Child placement and abandonment is bigger than that.  Adoption and abuse is bigger than that.  I can't imagine any one place having a comprehensive collection on the history of adoption, is there?  It would be neat if there was.  I'd like to see what Mother's Homes looked like and orphanages looked like.  I'd like to see what various adoption forms look like.  There's so much crap about us that's not known, it would be neat to see it spelled out and presented in a formal way that could be visited.

My first finds

I did some web searching and came accross a couple of sites.

First of all there is the orphage museum of the Minnesota State Public School for Dependent and Neglected Children.

In Bristol, England is the George Müller Orphanage Museum and New Orleans is the home ground of St.
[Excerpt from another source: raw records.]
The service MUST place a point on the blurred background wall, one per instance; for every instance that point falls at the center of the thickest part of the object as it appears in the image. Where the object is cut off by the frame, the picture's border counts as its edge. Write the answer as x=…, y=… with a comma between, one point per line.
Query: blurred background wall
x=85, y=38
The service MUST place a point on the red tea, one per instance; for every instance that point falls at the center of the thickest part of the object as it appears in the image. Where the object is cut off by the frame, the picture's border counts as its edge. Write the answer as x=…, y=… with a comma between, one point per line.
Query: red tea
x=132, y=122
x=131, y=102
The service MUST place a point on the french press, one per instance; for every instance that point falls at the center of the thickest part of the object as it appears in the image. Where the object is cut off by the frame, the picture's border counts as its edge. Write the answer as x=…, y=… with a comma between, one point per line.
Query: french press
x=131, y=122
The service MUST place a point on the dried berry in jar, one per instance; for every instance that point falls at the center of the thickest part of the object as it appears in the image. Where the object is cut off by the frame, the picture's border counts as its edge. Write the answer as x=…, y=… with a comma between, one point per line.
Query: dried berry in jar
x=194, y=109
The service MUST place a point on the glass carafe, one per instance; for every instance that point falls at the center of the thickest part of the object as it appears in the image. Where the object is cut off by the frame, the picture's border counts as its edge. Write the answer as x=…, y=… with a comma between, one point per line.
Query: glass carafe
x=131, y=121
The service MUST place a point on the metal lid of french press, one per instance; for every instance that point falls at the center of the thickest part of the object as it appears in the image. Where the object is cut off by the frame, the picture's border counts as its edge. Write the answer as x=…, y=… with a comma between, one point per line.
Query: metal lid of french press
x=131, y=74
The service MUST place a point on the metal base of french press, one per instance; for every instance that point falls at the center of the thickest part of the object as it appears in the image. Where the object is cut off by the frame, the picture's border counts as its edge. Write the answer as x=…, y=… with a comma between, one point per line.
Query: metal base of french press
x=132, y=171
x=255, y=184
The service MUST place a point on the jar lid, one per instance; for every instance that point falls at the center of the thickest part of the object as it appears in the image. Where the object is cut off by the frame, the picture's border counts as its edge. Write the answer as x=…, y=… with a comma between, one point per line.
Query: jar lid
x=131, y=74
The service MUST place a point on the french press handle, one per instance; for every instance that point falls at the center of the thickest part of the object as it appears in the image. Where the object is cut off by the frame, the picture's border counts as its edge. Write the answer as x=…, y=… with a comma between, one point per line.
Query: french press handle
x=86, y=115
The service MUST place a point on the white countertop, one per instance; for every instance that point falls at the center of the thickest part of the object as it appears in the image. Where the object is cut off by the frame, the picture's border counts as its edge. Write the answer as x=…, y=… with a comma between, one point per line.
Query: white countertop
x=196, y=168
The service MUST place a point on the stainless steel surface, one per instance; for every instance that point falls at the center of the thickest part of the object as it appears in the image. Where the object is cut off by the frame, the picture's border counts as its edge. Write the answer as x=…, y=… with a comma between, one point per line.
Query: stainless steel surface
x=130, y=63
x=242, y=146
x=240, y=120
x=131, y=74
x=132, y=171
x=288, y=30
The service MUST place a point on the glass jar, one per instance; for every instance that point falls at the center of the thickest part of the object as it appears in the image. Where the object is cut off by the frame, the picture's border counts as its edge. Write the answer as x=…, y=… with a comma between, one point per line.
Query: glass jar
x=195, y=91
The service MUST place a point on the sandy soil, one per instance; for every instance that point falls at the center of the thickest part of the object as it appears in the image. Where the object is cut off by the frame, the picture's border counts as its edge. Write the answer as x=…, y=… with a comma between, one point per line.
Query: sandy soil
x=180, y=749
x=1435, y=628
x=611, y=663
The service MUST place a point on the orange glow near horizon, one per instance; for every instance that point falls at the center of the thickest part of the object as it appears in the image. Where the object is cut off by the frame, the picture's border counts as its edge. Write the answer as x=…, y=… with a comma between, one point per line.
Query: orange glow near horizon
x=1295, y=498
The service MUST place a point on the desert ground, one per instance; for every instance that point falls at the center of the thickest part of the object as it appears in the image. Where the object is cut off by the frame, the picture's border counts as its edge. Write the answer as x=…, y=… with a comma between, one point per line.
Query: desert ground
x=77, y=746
Elizabeth's Orphanage Museum. The latter was being restored by author Anne Rice and her family.

According to there is a Korean War Orphanage Museum being created by Rev. Hae Ryang Yoo Kim in Gwangju, Korea.

In Oxford North Carolina a masonic home for children, the Cobb Center at Dunn Cottage has been turned into an archive and museum.

Kansas City houses the strawberry hill museum once known as St. John's Orphanage.

Jægerspris Castle in Denmark is a castle museum that during the early twentieth century housed an orphanage.

In Culumborg, the Netherlands the Elisabeth Weeshuis has been turned into a museum and the Amsterdam Historical Museum is located in the former city orphanage, maintaining a collection of its own history.

The building of the Koninklijke Marechausee Museum (Royal Military Police Museum) was up until the 1950's an orphanage and part of the Museum has recently been devoted to it's original purpose.

In Antwerp, Belgium, the former girls orphanage, Het Maagenhuis, has been made into a museum, dedicated to the history of child care.

I hope i will be able to find more, cause I really like the idea of creating a tour around the history of child-placement.

The Foundling Museum, London

Only museum I know of in the UK is the Foundling Museum (mostly concerned with the children looked after by Thomas Coram's Foundling Hospital

Don't know how accurate it is in its depiction of how things were

Don't know anything much else open to the public

There are some university archive / library collections of documents, University of Liverpool has various National Children's Home archives, as I remember posting about it elsewhere I see if I can find it again. And of course the National Archive will have lots, but it's matter of finding it amongst everything else there. Liverpool also has Liverpool Sheltering Homes archives and has (or had) a lot of Barnardos stuff, Barnardo's also has its own extensive archive and museum at Barkingside not sure if it's open to the public at all. The London Metropolitan Archive has the old records of child placement by the old London Boroughs

The information from my own childhood file make interesting and sad reading and will have to be published one day

Robin Harritt if anyone wants to contact me about any of that


Innocenti - Florence

There is also the Innocenti in Florence - the first large orphanage with a Safe Haven. A place to abandon children, which had at times 80% mortality...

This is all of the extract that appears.